During the 1950s and ’60s, civil rights leader
Martin Luther King, Jr. recognized the power of service to strengthen communities
and achieve common goals.
This federal holiday honoring the civil
rights leader is observed on the third Monday in January. In 2009, the holiday
falls on Jan. 20. Initiated by Congress in 1994, King Day of Service builds
on that that legacy by transforming the federal holiday honoring Dr. King into
a national day of community service grounded in his teachings of nonviolence
and social justice.
The aim is to make the holiday a day
ON, where people of all ages and backgrounds come together to improve lives,
bridge social barriers, and move our nation closer to the “Beloved Community”
that Dr. King envisioned.

It took 15 years to create the federal
Martin Luther King, Jr., holiday. Congressman John Conyers, Democrat from Michigan,
first introduced legislation for a commemorative holiday four days after King
was assassinated in 1968. After the bill became stalled, petitions endorsing
the holiday containing six million names were submitted to Congress.

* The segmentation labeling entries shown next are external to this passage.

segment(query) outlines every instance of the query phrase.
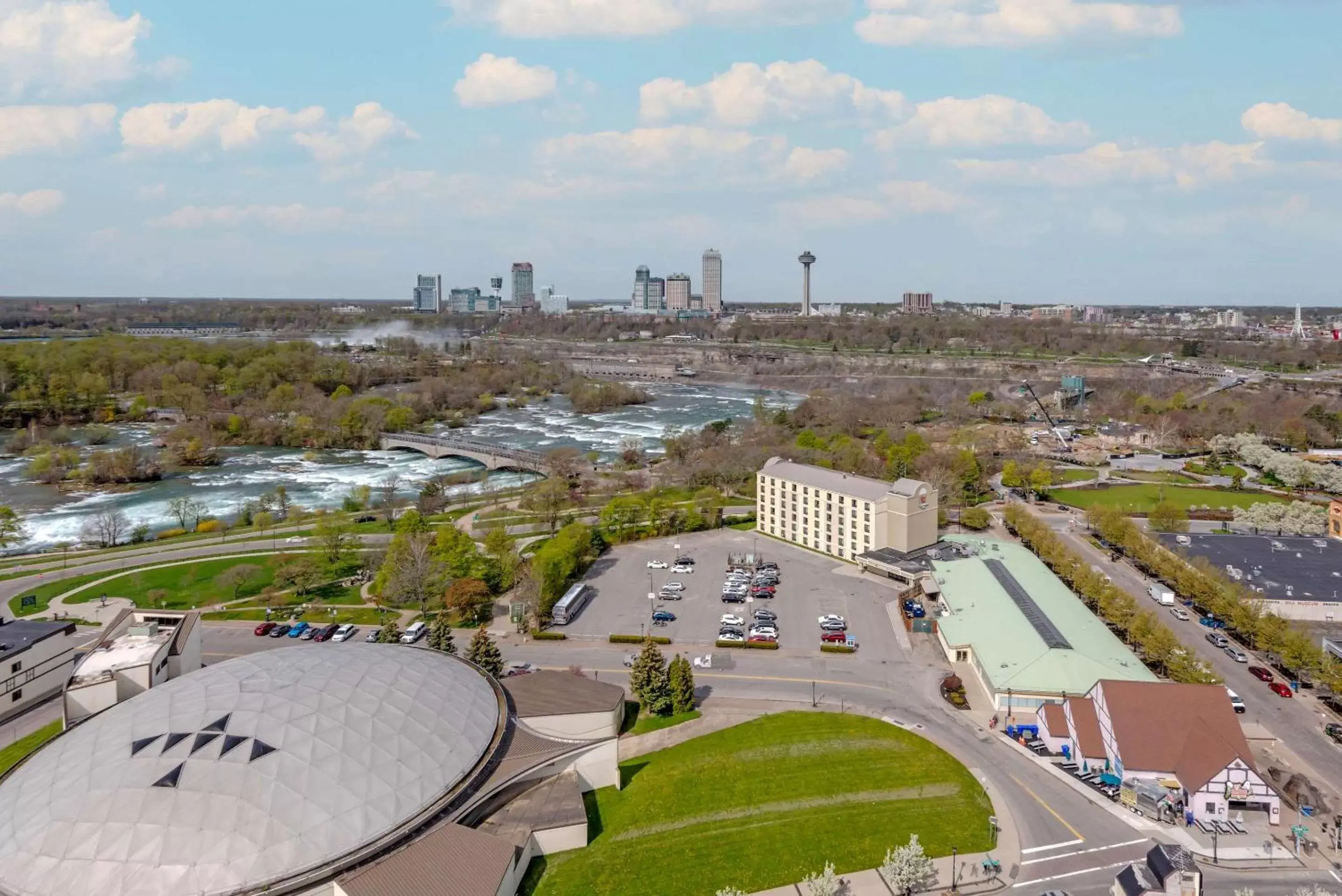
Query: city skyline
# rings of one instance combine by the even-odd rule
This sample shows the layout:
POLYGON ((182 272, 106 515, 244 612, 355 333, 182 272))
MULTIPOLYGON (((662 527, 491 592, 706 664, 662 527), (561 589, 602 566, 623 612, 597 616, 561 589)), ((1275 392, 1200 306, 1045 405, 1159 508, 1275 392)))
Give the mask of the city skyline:
POLYGON ((537 3, 5 4, 0 294, 1338 300, 1338 4, 537 3))

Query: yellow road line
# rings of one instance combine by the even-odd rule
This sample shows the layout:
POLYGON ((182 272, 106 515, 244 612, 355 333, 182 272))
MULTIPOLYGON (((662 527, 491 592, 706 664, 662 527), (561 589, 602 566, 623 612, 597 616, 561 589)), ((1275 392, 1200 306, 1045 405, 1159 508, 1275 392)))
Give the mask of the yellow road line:
POLYGON ((1063 828, 1066 828, 1067 830, 1072 832, 1072 837, 1076 837, 1078 840, 1086 840, 1084 837, 1082 837, 1082 832, 1076 830, 1070 824, 1067 824, 1067 820, 1063 818, 1062 816, 1059 816, 1057 811, 1052 806, 1049 806, 1047 802, 1044 802, 1043 799, 1040 799, 1040 797, 1039 797, 1037 793, 1035 793, 1033 790, 1031 790, 1029 787, 1027 787, 1024 781, 1021 781, 1016 775, 1008 775, 1008 777, 1012 781, 1015 781, 1020 786, 1021 790, 1024 790, 1025 793, 1028 793, 1035 799, 1035 802, 1037 802, 1040 806, 1043 806, 1048 811, 1049 816, 1052 816, 1053 818, 1056 818, 1057 822, 1063 828))

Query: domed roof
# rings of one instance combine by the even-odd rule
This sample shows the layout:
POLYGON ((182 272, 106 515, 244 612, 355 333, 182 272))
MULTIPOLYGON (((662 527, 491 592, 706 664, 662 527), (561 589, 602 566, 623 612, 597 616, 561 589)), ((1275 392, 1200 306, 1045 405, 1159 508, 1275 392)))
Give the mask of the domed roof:
POLYGON ((208 667, 76 726, 0 783, 0 892, 213 896, 290 880, 429 807, 502 723, 475 667, 419 648, 305 644, 208 667))

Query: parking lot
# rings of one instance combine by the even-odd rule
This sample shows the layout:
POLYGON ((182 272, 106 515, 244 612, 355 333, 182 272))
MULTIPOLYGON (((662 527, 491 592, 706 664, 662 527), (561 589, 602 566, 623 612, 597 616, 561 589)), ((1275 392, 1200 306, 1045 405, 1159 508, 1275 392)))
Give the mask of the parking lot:
POLYGON ((886 610, 895 592, 876 579, 854 575, 854 571, 847 563, 730 528, 635 542, 612 549, 593 565, 584 581, 595 596, 574 621, 556 630, 570 637, 601 638, 652 632, 678 645, 711 647, 723 613, 749 620, 756 608, 764 606, 778 616, 780 649, 819 655, 817 620, 837 613, 848 621, 848 633, 858 640, 860 653, 868 659, 872 653, 902 657, 886 610), (746 554, 756 546, 764 559, 778 563, 777 596, 752 604, 723 604, 727 554, 746 554), (695 559, 692 574, 647 567, 652 559, 671 565, 682 554, 695 559), (848 574, 839 574, 840 570, 848 574), (664 600, 659 594, 662 586, 672 581, 686 586, 680 600, 664 600), (656 600, 648 600, 650 590, 659 594, 656 600), (676 618, 654 628, 654 609, 670 610, 676 618))

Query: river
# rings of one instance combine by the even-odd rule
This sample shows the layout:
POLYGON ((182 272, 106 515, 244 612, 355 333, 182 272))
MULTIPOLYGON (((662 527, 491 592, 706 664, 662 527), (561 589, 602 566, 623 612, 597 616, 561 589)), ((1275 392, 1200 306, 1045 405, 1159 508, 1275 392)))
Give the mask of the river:
MULTIPOLYGON (((660 436, 668 429, 699 428, 725 417, 749 417, 757 394, 753 389, 710 384, 640 384, 654 400, 604 413, 577 414, 568 398, 526 408, 490 412, 466 428, 451 431, 514 448, 549 451, 573 447, 596 451, 611 459, 627 437, 643 440, 648 453, 659 453, 660 436)), ((765 390, 769 408, 792 408, 801 396, 765 390)), ((153 444, 157 427, 118 425, 115 437, 105 445, 153 444)), ((447 429, 444 428, 444 432, 447 429)), ((12 432, 0 431, 0 445, 12 432)), ((72 431, 81 445, 81 431, 72 431)), ((24 476, 27 460, 0 456, 0 504, 8 504, 23 518, 25 543, 15 550, 50 547, 60 542, 78 542, 79 530, 93 514, 115 507, 132 524, 146 523, 154 530, 176 526, 169 511, 174 498, 189 496, 205 504, 209 514, 232 519, 243 502, 255 499, 275 486, 285 486, 295 504, 303 507, 338 507, 354 486, 377 487, 388 476, 400 476, 401 495, 413 496, 417 483, 439 473, 482 471, 479 464, 462 457, 433 460, 405 451, 318 451, 295 448, 224 448, 223 464, 166 475, 162 480, 144 483, 125 491, 59 491, 55 486, 34 483, 24 476)), ((530 473, 495 472, 494 488, 534 479, 530 473)), ((479 483, 455 486, 451 494, 479 491, 479 483)))

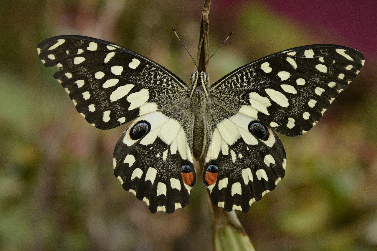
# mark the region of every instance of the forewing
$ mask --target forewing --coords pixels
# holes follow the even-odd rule
[[[246,64],[212,86],[211,99],[284,135],[313,127],[364,65],[361,53],[333,44],[278,52]]]
[[[215,205],[247,212],[284,176],[283,145],[273,130],[243,113],[216,106],[207,119],[203,182]]]
[[[192,121],[181,106],[154,112],[136,119],[116,144],[114,174],[152,213],[172,213],[188,203],[196,182]]]
[[[188,93],[161,66],[106,41],[59,36],[41,42],[38,52],[45,66],[58,66],[54,77],[81,116],[100,129],[175,105]]]

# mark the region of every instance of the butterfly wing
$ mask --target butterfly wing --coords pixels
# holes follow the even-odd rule
[[[348,47],[297,47],[237,69],[210,92],[213,100],[234,112],[251,115],[280,133],[295,136],[319,121],[364,62],[361,52]]]
[[[136,118],[114,152],[123,188],[152,213],[185,206],[196,181],[187,85],[150,60],[95,38],[52,37],[37,50],[46,66],[58,66],[54,77],[92,125],[105,130]]]
[[[220,106],[209,110],[207,122],[203,182],[215,205],[246,212],[284,177],[283,145],[255,118]]]
[[[286,161],[271,129],[290,136],[310,130],[364,62],[350,48],[308,46],[246,64],[212,86],[202,178],[215,204],[246,212],[273,189]]]
[[[152,213],[172,213],[188,203],[196,182],[192,125],[187,107],[178,106],[138,118],[116,144],[115,176]]]
[[[46,67],[89,123],[106,130],[176,105],[187,85],[156,63],[125,48],[86,37],[63,35],[38,45]]]

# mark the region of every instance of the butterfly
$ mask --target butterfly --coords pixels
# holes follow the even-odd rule
[[[37,52],[76,109],[107,130],[133,120],[114,151],[114,173],[151,212],[188,203],[193,157],[213,203],[247,212],[284,177],[285,152],[276,132],[312,128],[356,77],[364,57],[333,44],[293,48],[246,64],[213,84],[201,71],[189,86],[124,47],[72,35],[48,38]]]

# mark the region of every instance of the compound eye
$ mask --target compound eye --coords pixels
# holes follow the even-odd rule
[[[207,72],[203,72],[203,80],[204,80],[205,82],[207,82],[208,80],[208,74],[207,74]]]

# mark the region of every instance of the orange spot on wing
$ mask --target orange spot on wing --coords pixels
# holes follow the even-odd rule
[[[194,181],[194,176],[192,174],[192,172],[189,173],[181,173],[182,175],[182,179],[183,182],[188,186],[191,185],[193,181]]]
[[[205,173],[205,181],[208,185],[214,184],[217,180],[218,173],[211,173],[207,171]]]

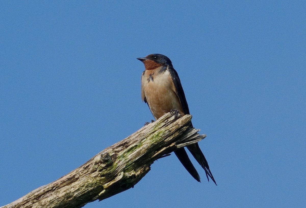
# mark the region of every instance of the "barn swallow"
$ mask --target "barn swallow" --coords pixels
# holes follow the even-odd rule
[[[158,54],[150,54],[144,58],[137,58],[144,65],[145,70],[141,76],[141,97],[147,103],[155,119],[176,109],[182,116],[189,114],[189,109],[177,73],[167,56]],[[192,127],[192,124],[191,124]],[[205,170],[208,181],[209,176],[216,185],[207,161],[198,143],[186,147],[200,165]],[[174,153],[195,179],[200,182],[196,170],[184,148]]]

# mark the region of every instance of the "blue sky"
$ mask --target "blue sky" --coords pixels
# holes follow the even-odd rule
[[[2,1],[0,206],[141,127],[143,64],[167,56],[218,186],[172,155],[90,207],[306,205],[304,1]]]

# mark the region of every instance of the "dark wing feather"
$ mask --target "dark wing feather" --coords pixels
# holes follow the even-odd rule
[[[181,104],[182,106],[183,110],[185,114],[189,114],[189,108],[188,108],[188,104],[187,104],[187,101],[185,97],[185,93],[182,87],[182,84],[181,84],[181,80],[178,77],[177,73],[176,72],[173,67],[170,66],[168,66],[168,70],[171,75],[172,81],[174,84],[175,88],[176,89],[176,92],[178,98],[180,99]]]

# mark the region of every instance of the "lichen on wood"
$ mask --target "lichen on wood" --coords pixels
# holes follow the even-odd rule
[[[156,160],[205,138],[190,127],[191,117],[177,119],[168,113],[66,175],[0,208],[81,207],[133,187]]]

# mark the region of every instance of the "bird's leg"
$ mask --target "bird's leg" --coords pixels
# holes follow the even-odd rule
[[[172,109],[170,111],[170,113],[171,115],[174,115],[174,117],[176,119],[177,119],[178,118],[178,111],[177,109]]]
[[[155,121],[154,120],[151,120],[151,123],[152,123],[153,122],[154,122]],[[144,123],[144,126],[147,126],[147,125],[149,125],[149,124],[150,124],[151,123],[150,123],[150,122],[146,122],[146,123]]]

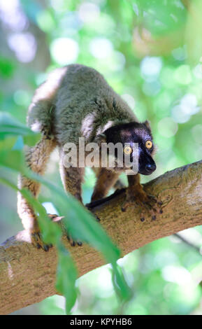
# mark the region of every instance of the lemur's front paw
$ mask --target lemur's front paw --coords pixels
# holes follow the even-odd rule
[[[41,248],[44,251],[48,251],[52,247],[52,244],[47,244],[43,241],[41,233],[38,230],[31,231],[30,235],[31,243],[37,249]]]
[[[96,214],[94,214],[94,213],[92,211],[92,208],[91,208],[91,206],[90,206],[90,204],[86,204],[85,206],[86,206],[86,208],[87,209],[87,210],[89,210],[89,211],[91,212],[92,215],[95,218],[97,222],[100,222],[100,218],[96,216]]]
[[[162,214],[161,202],[157,202],[152,195],[148,195],[143,190],[134,190],[128,188],[126,200],[122,204],[122,211],[126,211],[127,209],[136,205],[140,206],[140,220],[145,220],[145,216],[147,212],[151,214],[152,220],[154,220],[157,214]]]

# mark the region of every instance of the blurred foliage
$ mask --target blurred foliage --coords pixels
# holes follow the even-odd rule
[[[157,169],[149,179],[201,160],[201,15],[200,0],[0,0],[0,108],[4,112],[0,124],[7,120],[9,132],[18,125],[12,136],[0,130],[1,153],[8,148],[17,154],[24,143],[31,144],[33,136],[21,125],[34,90],[54,68],[78,62],[102,73],[140,120],[150,120],[158,150]],[[57,151],[51,158],[46,181],[60,188]],[[17,163],[17,158],[12,162]],[[89,169],[86,177],[85,202],[95,181]],[[17,181],[14,172],[9,178]],[[143,182],[147,179],[142,177]],[[47,186],[42,192],[39,200],[48,212],[55,213],[59,197]],[[14,225],[16,200],[3,187],[1,197],[1,239],[8,237],[6,225]],[[182,234],[201,245],[201,227]],[[154,241],[119,260],[134,293],[121,308],[106,266],[77,281],[80,295],[72,312],[202,314],[201,263],[201,255],[175,237]],[[38,305],[42,314],[63,314],[64,309],[59,296]]]

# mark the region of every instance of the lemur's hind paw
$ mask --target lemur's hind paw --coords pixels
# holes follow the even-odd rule
[[[53,222],[57,222],[61,220],[61,219],[64,218],[64,216],[59,216],[58,215],[52,215],[51,214],[48,214],[48,217],[52,220]],[[68,242],[70,243],[71,246],[75,246],[78,244],[78,246],[82,246],[82,242],[80,241],[75,241],[72,239],[71,235],[67,232],[66,230],[65,230],[65,233],[66,236],[66,239],[68,239]]]
[[[71,246],[75,246],[76,245],[81,246],[82,245],[82,243],[81,242],[81,241],[73,240],[72,237],[71,237],[71,235],[68,234],[67,233],[66,233],[66,239],[68,239]]]
[[[52,247],[52,244],[47,244],[43,241],[41,234],[39,231],[31,232],[30,235],[31,243],[37,249],[41,248],[44,251],[48,251],[50,248]]]

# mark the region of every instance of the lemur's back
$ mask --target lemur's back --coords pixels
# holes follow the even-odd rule
[[[86,141],[119,122],[137,121],[127,104],[94,69],[71,64],[53,71],[29,109],[33,130],[54,134],[59,144]]]

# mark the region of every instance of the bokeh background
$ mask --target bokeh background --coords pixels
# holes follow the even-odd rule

Conyers and Rep. Shirley Chisholm, Democrat
of New York, resubmitted King holiday legislation each subsequent legislative
session. Public pressure for the holiday mounted during the 1982 and 1983 civil
rights marches in Washington.
Congress passed the holiday legislation
in 1983, which was then signed into law by President Ronald Reagan. A compromise
moving the holiday from Jan. 15, King's birthday, which was considered too close
to Christmas and New Year's, to the third Monday in January helped overcome
opposition to the law.

National Consensus on
the Holiday
A number of states resisted celebrating
the holiday. Some opponents said King did not deserve his own holiday—contending
that the entire civil rights movement rather than one individual, however instrumental,
should be honored. Several southern states include celebrations for various
Confederate generals on that day. Arizona voters approved the holiday in 1992
after a tourist boycott. In 1999, New Hampshire changed the name of Civil Rights
Day to Martin Luther King, Jr., Day.